When piecing this behemoth of a monitor together I had some serious concerns about the stability of the structure, but after locking the screen into the base using a neat quick release system my concerns were alleviated. Clearing space on my desk and pushing my measly 22" (BenQ gaming monitor circa 2010) aside I hoisted the monitor from floor to desk and was surprised to find how light it was for the size, weighing a mere 7.5kg.
The overall design of the piece has a very 'gamer' feel to it with sharp looking lines and a nice black and red finish. So I wasn't surprised to find out that it was developed with input from some of the Counter Strike pro-gaming legends, and has become the official monitor for season 6 & 7 of the Intel Extremes Master Tournaments.

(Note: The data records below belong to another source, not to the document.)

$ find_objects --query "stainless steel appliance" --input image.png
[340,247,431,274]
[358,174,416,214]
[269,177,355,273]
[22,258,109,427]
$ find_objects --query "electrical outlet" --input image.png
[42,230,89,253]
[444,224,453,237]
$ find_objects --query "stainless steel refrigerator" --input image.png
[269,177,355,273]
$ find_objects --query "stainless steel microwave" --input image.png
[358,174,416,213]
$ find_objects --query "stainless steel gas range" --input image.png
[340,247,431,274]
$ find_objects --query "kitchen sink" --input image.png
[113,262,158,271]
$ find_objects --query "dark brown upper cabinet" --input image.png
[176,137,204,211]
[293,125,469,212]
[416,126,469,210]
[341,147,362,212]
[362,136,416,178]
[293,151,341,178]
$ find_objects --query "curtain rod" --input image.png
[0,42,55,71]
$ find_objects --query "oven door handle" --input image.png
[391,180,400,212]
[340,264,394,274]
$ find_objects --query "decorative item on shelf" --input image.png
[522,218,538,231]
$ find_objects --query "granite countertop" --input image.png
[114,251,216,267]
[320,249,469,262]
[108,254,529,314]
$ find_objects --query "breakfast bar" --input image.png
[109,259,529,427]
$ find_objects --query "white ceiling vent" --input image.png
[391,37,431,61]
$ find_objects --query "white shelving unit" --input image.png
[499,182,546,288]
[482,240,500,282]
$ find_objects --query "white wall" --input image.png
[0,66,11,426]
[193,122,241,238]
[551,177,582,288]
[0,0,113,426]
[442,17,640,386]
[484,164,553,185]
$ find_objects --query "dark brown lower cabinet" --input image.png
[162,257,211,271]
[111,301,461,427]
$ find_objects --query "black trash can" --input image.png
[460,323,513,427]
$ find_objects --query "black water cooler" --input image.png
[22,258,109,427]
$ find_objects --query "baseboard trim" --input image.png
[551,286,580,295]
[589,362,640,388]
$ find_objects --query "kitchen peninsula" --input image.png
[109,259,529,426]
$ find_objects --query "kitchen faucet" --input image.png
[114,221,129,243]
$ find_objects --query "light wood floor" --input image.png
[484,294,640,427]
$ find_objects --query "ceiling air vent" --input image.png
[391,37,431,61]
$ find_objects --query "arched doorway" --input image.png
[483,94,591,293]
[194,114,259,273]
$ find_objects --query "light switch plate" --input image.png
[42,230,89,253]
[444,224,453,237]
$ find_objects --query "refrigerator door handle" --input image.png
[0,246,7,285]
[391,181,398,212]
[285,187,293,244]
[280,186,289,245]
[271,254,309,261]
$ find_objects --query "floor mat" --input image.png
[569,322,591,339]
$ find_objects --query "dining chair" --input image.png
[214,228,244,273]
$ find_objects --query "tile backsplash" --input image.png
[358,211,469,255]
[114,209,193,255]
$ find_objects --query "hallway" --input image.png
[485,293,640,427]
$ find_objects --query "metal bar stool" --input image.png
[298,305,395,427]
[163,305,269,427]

This monitor certainly isn't lacking in the connections department, with the usual suspects including D-sub/DVI-DL/HDMI/DP, you also get 3 x downstream & 1 x upstream USBs. The S-switch is a special feature I haven't seen before on any monitor; essentially it looks like a small mini-USB mouse with a scroll wheel that allows the user to configure 3x custom monitor pre-sets. For example, I could have gaming/movie/text settings, which, with a quick scroll of the wheel, I can toggle between instantly. Side panel connections have become somewhat standard these days, but I felt this was worth a note.
As some monitors can perform better with certain medias over others, I decided to test the monitor using 3 different forms: Games, Movies and Text.

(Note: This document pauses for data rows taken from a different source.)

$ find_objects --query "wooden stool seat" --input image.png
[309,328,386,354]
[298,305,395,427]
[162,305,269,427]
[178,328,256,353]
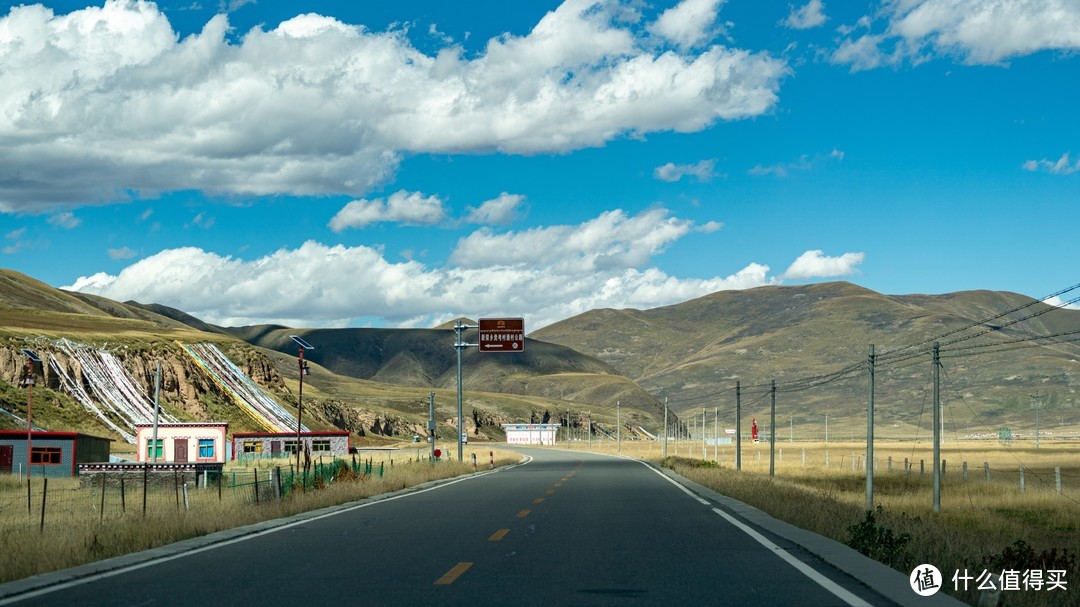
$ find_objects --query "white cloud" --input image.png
[107,246,135,259]
[652,160,716,181]
[1023,152,1080,175]
[833,0,1080,70]
[781,251,865,280]
[450,208,693,273]
[782,0,828,29]
[46,213,82,230]
[649,0,724,49]
[0,0,788,213]
[65,210,769,328]
[188,213,217,230]
[463,192,525,226]
[329,190,446,232]
[747,148,843,177]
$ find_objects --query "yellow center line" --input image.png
[435,563,472,585]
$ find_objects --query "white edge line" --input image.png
[634,460,873,607]
[0,456,532,605]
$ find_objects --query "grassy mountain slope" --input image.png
[227,325,662,414]
[532,283,1080,430]
[0,270,658,442]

After setting up the monitor and resetting the default colour settings which were a bit flat, the first thing I tried was the new Hitman: Absolution game at full graphical settings and I will admit I was pleasantly surprised. Having played the game on my previous monitor, one of my pet gripes was that I couldn't see enough of the terrain, and characters at greater distances were harder to make out on a 60hz screen. Given the power of the 120hz /1ms refresh rate this irritation was no more with the XL2720T.

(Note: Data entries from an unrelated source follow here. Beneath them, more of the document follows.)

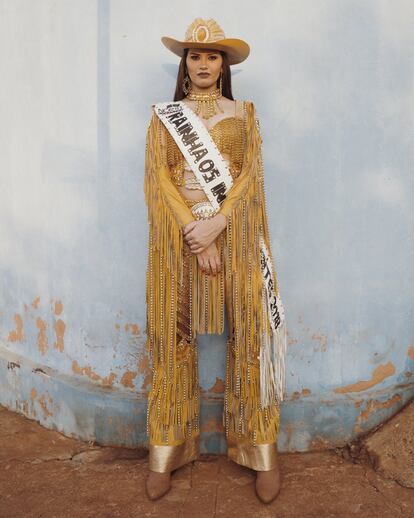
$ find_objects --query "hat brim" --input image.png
[161,36,250,65]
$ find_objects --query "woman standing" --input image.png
[144,18,286,502]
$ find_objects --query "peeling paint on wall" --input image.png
[354,394,401,433]
[72,360,117,387]
[121,370,138,388]
[36,317,47,355]
[334,362,395,394]
[7,313,25,342]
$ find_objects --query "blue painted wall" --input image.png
[0,0,414,451]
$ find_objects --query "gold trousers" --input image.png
[147,240,280,472]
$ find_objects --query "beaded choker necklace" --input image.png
[187,88,224,119]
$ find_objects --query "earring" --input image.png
[183,75,191,95]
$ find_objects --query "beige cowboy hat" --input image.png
[161,18,250,65]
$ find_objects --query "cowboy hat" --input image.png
[161,18,250,65]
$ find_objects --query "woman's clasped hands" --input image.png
[183,213,227,275]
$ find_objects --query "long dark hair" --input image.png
[174,49,234,101]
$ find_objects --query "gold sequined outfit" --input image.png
[145,101,280,472]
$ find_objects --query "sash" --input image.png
[153,101,287,407]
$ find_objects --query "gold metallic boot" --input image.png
[256,466,281,504]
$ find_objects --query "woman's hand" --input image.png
[197,241,221,275]
[183,213,227,254]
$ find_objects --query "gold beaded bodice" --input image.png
[166,104,246,188]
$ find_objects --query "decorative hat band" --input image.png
[161,18,250,65]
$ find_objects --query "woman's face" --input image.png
[186,49,223,90]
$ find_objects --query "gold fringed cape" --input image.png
[144,101,279,445]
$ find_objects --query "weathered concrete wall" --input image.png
[0,0,414,452]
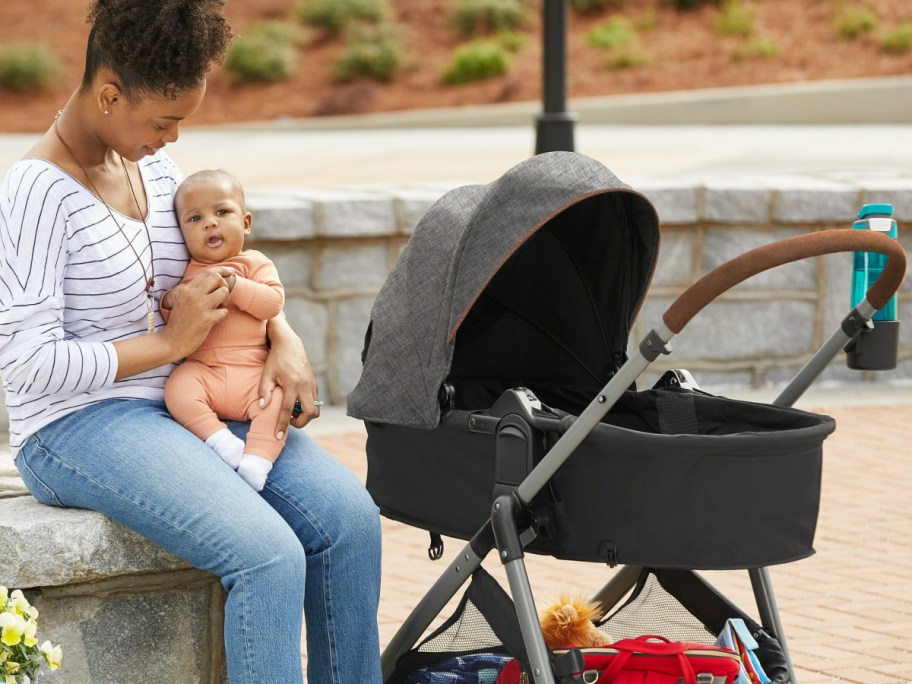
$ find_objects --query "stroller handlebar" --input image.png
[662,229,906,334]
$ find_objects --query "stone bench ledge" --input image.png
[0,495,190,587]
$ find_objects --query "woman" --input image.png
[0,0,380,684]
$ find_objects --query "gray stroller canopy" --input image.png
[348,152,659,428]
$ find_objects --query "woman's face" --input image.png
[105,82,206,162]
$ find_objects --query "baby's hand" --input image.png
[201,266,237,292]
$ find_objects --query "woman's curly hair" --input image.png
[82,0,232,101]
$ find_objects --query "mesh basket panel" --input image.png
[598,574,716,644]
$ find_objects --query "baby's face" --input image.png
[174,177,252,264]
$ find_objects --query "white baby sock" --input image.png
[206,428,244,470]
[238,454,272,492]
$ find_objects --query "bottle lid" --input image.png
[858,204,893,218]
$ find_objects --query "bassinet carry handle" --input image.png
[662,228,906,334]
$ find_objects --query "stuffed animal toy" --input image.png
[539,595,613,649]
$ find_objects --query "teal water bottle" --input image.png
[852,204,896,321]
[846,204,899,370]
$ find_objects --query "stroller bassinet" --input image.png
[348,152,904,682]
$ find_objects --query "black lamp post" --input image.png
[535,0,576,154]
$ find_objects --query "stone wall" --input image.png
[0,496,228,684]
[0,174,912,432]
[249,176,912,403]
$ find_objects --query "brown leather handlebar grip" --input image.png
[662,228,906,334]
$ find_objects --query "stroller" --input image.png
[348,152,905,684]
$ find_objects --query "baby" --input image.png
[159,170,287,491]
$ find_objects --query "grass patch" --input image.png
[333,24,403,83]
[0,43,62,93]
[225,21,298,83]
[294,0,388,33]
[663,0,722,10]
[441,40,510,85]
[715,0,754,36]
[605,46,649,70]
[570,0,630,14]
[732,36,779,62]
[586,15,637,50]
[880,21,912,55]
[450,0,528,36]
[833,5,880,40]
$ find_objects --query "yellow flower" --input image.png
[0,613,25,646]
[22,620,38,648]
[38,641,63,670]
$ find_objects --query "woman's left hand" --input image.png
[260,315,320,439]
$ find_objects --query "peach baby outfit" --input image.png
[162,249,285,463]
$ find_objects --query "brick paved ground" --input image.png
[318,405,912,684]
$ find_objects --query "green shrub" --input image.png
[716,0,754,36]
[570,0,629,14]
[833,5,879,40]
[494,31,528,52]
[605,45,649,69]
[295,0,388,33]
[442,40,510,85]
[633,7,658,33]
[586,15,636,50]
[665,0,722,10]
[333,25,402,83]
[450,0,527,36]
[244,19,304,45]
[880,21,912,55]
[732,36,779,62]
[225,28,298,83]
[0,43,62,92]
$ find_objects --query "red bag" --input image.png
[496,635,741,684]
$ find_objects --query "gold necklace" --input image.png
[54,109,155,335]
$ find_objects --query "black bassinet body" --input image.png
[348,153,834,569]
[367,389,835,569]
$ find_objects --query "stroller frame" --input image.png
[382,230,906,684]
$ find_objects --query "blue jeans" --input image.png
[16,399,381,684]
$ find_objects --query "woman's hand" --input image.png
[163,267,234,358]
[260,315,320,439]
[114,269,230,380]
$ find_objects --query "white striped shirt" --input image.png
[0,152,189,455]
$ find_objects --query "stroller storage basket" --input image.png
[388,568,788,684]
[367,388,835,569]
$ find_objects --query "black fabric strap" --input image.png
[656,390,700,435]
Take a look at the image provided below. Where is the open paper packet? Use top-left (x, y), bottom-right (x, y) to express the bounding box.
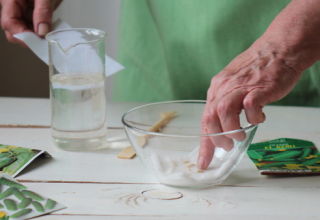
top-left (0, 144), bottom-right (50, 177)
top-left (247, 138), bottom-right (320, 175)
top-left (0, 174), bottom-right (65, 220)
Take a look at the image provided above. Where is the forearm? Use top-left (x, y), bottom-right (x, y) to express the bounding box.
top-left (252, 0), bottom-right (320, 72)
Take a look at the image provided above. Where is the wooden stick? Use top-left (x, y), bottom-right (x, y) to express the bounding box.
top-left (137, 112), bottom-right (177, 147)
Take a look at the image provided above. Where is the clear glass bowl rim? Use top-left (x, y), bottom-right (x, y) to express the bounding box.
top-left (121, 100), bottom-right (258, 138)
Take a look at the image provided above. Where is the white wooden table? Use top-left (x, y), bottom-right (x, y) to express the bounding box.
top-left (0, 97), bottom-right (320, 220)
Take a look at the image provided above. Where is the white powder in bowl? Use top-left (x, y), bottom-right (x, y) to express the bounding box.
top-left (144, 143), bottom-right (244, 187)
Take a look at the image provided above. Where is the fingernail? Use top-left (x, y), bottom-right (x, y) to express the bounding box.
top-left (198, 156), bottom-right (207, 170)
top-left (38, 23), bottom-right (49, 37)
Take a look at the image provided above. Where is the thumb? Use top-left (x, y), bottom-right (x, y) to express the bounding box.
top-left (33, 0), bottom-right (53, 37)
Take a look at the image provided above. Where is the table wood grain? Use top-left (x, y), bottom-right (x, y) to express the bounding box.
top-left (0, 97), bottom-right (320, 220)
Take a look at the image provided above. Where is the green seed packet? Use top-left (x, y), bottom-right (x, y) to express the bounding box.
top-left (247, 138), bottom-right (320, 175)
top-left (0, 144), bottom-right (50, 177)
top-left (0, 174), bottom-right (66, 220)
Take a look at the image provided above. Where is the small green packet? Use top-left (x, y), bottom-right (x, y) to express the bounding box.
top-left (0, 174), bottom-right (66, 220)
top-left (0, 144), bottom-right (50, 177)
top-left (247, 138), bottom-right (320, 175)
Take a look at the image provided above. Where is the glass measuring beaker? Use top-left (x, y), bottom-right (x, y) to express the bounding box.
top-left (46, 28), bottom-right (107, 151)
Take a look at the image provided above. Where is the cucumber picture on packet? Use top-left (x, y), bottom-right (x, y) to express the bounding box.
top-left (0, 174), bottom-right (65, 220)
top-left (0, 144), bottom-right (50, 177)
top-left (247, 138), bottom-right (320, 175)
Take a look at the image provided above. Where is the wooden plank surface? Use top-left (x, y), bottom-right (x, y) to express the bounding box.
top-left (23, 183), bottom-right (320, 219)
top-left (0, 98), bottom-right (320, 220)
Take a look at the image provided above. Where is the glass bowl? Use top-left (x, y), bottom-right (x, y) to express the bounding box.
top-left (122, 100), bottom-right (257, 188)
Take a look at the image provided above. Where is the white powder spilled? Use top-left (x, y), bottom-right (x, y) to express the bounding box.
top-left (145, 142), bottom-right (244, 187)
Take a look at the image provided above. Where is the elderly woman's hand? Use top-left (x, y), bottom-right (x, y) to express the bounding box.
top-left (198, 43), bottom-right (300, 169)
top-left (198, 0), bottom-right (320, 169)
top-left (0, 0), bottom-right (61, 45)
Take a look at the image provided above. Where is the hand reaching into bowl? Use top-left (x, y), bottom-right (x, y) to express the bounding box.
top-left (198, 0), bottom-right (320, 169)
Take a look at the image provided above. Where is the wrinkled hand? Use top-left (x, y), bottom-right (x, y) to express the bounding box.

The other key aspect of gaming I noticed was the level of detail within the 'dark areas'. For those who aren't familiar with the Hitman franchise, the game is based heavily on stealth and hiding in the shadows, so having a higher level of detail in the shaded areas I found was very beneficial.
Movie wise the monitor didn't disappoint. Having a blu-ray player on my PC I took full advantage and watched the new release of The Avengers. With Benq's vibrant colours and great picture clarity it was akin to watching a HD release at the cinemas.
Unfortunately text is where I feel this monitor drops the ball. With the 120hz refresh rate, videos/images and games all benefit greatly, however text takes on an almost grainy feel. After some tweaks using Windows Clear Text feature, I was able to smooth out a lot of the fonts and get the on-screen text to a point that was acceptable.
The Good - If you're a dedicated gamer or an avid movie watcher who wants the best possible visual experience, this is the monitor for you. With its highly functional features, intuitive user interface and amazing refresh rate, there are few monitors on the market that can deliver this level of detail and response time.
The Bad - With a slight textual letdown and a lack of HDMI cable in the box (it's considered an optional extra) this monitor won't be for everyone. The $599 RRP may be acceptable to gamers with disposable incomes but for the everyday user the asking price may not be justifiable.
Overall however, as always, BenQ have delivered what I consider to be one of the top tier entertainment monitors so far in 2013.